The National Football League’s postseason started last weekend. The winner-take-all tournament features 14 teams vying for the Super Bowl title. But after a month in which a record number of players had been added to the lists of the COVID-positive, that number has suddenly come to approach zero. It’s almost as if the playoffs were the antidote to COVID-19 in the NFL.
Between Dec. 1-27, 521 players on the league’s 32 teams were added to the league’s reserve/COVID-19 list, CBS Sports reported. The NFL even had to postpone three games because rosters of several teams were depleted. During the penultimate week of the regular season, a record number were on the list. The week before the playoffs started, there were 80 players listed.
With just over half the league eliminated, you would expect the numbers to be fewer now. But entering that first weekend of the playoffs, the 12 teams playing (two other teams had the week off) had a combined seven players on the infected list.

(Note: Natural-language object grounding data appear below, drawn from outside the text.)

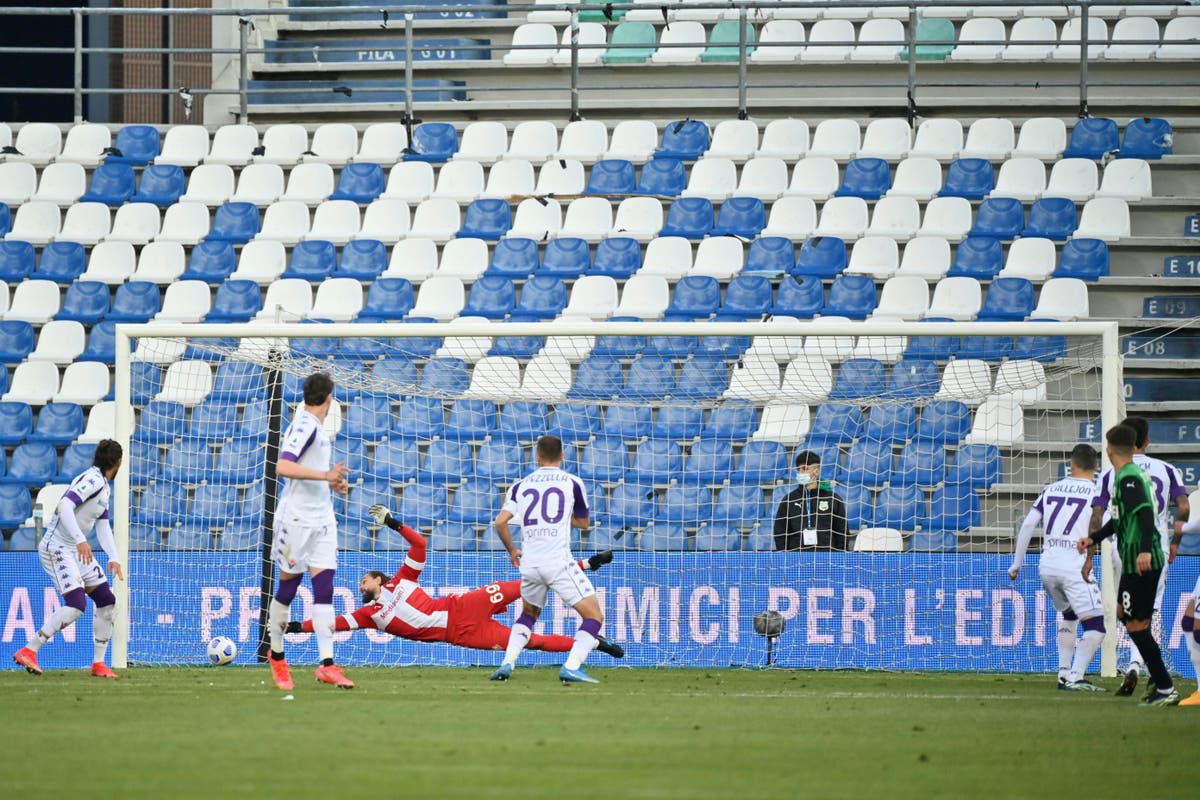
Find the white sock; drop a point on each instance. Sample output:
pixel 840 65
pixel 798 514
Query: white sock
pixel 1066 645
pixel 323 626
pixel 58 620
pixel 102 631
pixel 276 621
pixel 1085 650
pixel 517 639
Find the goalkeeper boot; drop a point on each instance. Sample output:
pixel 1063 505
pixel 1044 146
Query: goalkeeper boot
pixel 100 669
pixel 575 677
pixel 28 659
pixel 333 675
pixel 610 648
pixel 280 673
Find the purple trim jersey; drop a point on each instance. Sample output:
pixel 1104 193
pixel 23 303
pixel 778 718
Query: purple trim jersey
pixel 543 505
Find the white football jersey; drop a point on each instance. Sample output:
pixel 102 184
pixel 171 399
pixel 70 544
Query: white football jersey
pixel 306 444
pixel 1066 511
pixel 90 493
pixel 543 504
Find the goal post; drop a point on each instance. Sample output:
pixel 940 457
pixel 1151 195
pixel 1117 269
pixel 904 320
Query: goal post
pixel 673 595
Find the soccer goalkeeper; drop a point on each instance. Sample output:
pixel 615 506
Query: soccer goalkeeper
pixel 399 605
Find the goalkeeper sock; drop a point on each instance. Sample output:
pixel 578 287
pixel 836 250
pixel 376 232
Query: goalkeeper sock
pixel 585 642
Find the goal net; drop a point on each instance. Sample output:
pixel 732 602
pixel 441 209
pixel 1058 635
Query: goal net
pixel 935 437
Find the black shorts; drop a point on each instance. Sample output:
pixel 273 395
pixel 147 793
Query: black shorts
pixel 1135 595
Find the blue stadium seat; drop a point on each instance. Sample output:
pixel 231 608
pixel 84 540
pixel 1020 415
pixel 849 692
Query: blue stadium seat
pixel 1008 299
pixel 239 462
pixel 136 144
pixel 695 296
pixel 161 185
pixel 604 459
pixel 61 262
pixel 16 260
pixel 112 184
pixel 541 298
pixel 802 298
pixel 565 257
pixel 388 300
pixel 432 142
pixel 475 503
pixel 975 465
pixel 891 423
pixel 685 139
pixel 1086 259
pixel 85 301
pixel 741 216
pixel 1000 217
pixel 420 417
pixel 33 463
pixel 663 536
pixel 691 217
pixel 954 506
pixel 631 505
pixel 211 262
pixel 312 260
pixel 630 423
pixel 739 505
pixel 1053 217
pixel 663 176
pixel 522 421
pixel 835 423
pixel 655 461
pixel 771 256
pixel 472 420
pixel 1150 138
pixel 761 462
pixel 237 301
pixel 486 218
pixel 859 379
pixel 136 301
pixel 237 222
pixel 1092 138
pixel 943 422
pixel 685 505
pixel 359 181
pixel 867 178
pixel 678 422
pixel 978 257
pixel 189 462
pixel 970 178
pixel 492 296
pixel 611 176
pixel 851 295
pixel 618 257
pixel 921 463
pixel 597 377
pixel 912 378
pixel 363 259
pixel 575 422
pixel 58 423
pixel 514 258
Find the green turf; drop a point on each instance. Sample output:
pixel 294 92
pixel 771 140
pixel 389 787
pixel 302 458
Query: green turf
pixel 642 733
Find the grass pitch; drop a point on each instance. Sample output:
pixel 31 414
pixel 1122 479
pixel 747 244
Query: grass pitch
pixel 642 733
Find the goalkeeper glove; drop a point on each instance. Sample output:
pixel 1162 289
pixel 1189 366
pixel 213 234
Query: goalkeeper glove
pixel 598 560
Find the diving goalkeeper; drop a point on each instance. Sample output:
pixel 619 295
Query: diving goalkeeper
pixel 399 605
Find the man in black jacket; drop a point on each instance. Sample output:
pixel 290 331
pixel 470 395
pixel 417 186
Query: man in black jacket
pixel 811 517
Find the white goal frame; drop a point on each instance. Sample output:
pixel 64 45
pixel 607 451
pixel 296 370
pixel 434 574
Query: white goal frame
pixel 1111 395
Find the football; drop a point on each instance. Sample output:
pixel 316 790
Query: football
pixel 222 650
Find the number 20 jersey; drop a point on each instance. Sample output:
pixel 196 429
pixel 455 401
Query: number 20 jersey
pixel 543 504
pixel 1066 510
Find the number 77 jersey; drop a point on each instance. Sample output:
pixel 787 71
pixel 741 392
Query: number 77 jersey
pixel 1066 511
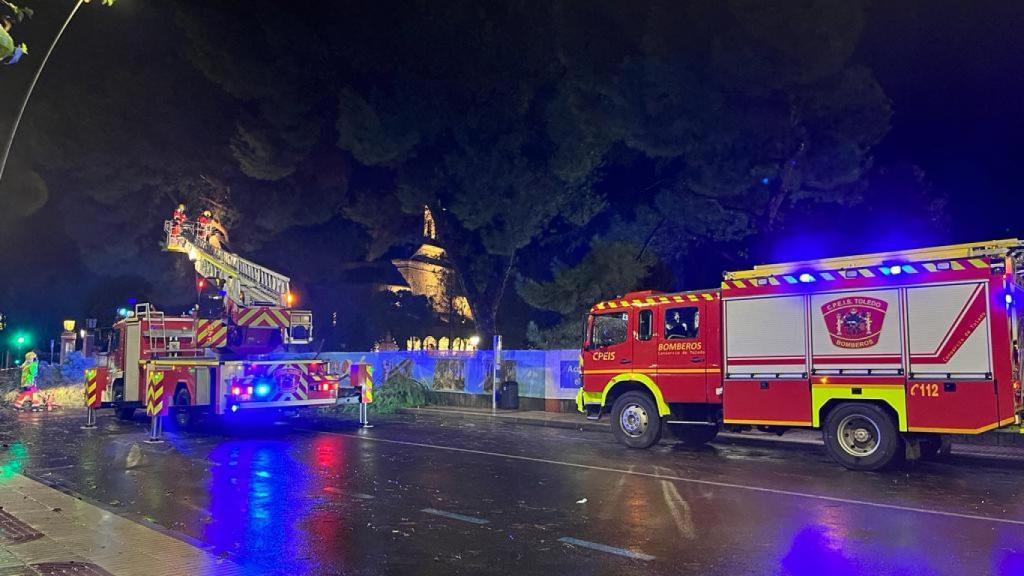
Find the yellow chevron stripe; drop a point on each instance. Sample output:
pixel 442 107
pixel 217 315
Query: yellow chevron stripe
pixel 283 317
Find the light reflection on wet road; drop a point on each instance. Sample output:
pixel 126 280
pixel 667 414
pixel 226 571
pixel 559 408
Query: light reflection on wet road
pixel 435 495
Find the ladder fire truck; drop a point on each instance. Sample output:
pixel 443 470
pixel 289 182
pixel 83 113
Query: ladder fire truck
pixel 888 354
pixel 212 361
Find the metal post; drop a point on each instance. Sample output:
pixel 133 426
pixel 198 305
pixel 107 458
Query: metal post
pixel 90 419
pixel 156 429
pixel 365 416
pixel 497 376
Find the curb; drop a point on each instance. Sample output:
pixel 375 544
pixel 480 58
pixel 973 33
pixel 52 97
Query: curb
pixel 587 425
pixel 963 449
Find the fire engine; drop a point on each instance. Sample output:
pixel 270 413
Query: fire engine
pixel 887 354
pixel 214 360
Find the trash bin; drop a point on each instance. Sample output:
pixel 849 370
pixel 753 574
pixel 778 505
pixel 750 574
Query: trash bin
pixel 508 398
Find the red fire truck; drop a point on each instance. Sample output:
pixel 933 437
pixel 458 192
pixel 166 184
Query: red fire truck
pixel 887 353
pixel 162 364
pixel 214 360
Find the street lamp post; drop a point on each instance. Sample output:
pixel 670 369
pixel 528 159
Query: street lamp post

Seven of the teams did not have any players on the list.
It’s a New Year’s miracle! And this happened as cases were surging in the world, the country, and the league.
The NFL recently revised its policies, shortening quarantine periods by half to match recent recommendations by the Centers for Disease Control and Prevention. And regular COVID-19 testing for vaccinated players and team staffers has been discontinued unless someone admits to having symptoms. Furthermore, any player, coach, or team staffer who tests positive for COVID-19 can return just one day later, so long as he has two negative tests in that time frame.
The NFL stated the changes had been agreed upon just before the league’s playoffs solely because of its experiences with the omicron variant. Research revealed omicron was more contagious but far less severe. Approximately one-third of infected players had mild symptoms, and nearly two-thirds were completely asymptomatic.
“I think this is a new phase of the pandemic,” said Allen Sills, the NFL’s chief medical officer. “We’ve got an evolving virus and a landscape that’s changing. And therefore, we’re going to need to evolve our solutions.”
For all the talk of the seriousness of COVID-19, is it coincidental that just as the league’s most important part of the season starts, the number of players listed on the COVID-19 reserve lists significantly drops? Maybe science supports this decision — indeed, it might be the first time all season the NFL has had a rational, cogent COVID-19 policy. But when the rules change like this, apparently to accommodate the playoffs, it makes people question the legitimacy of public health advice.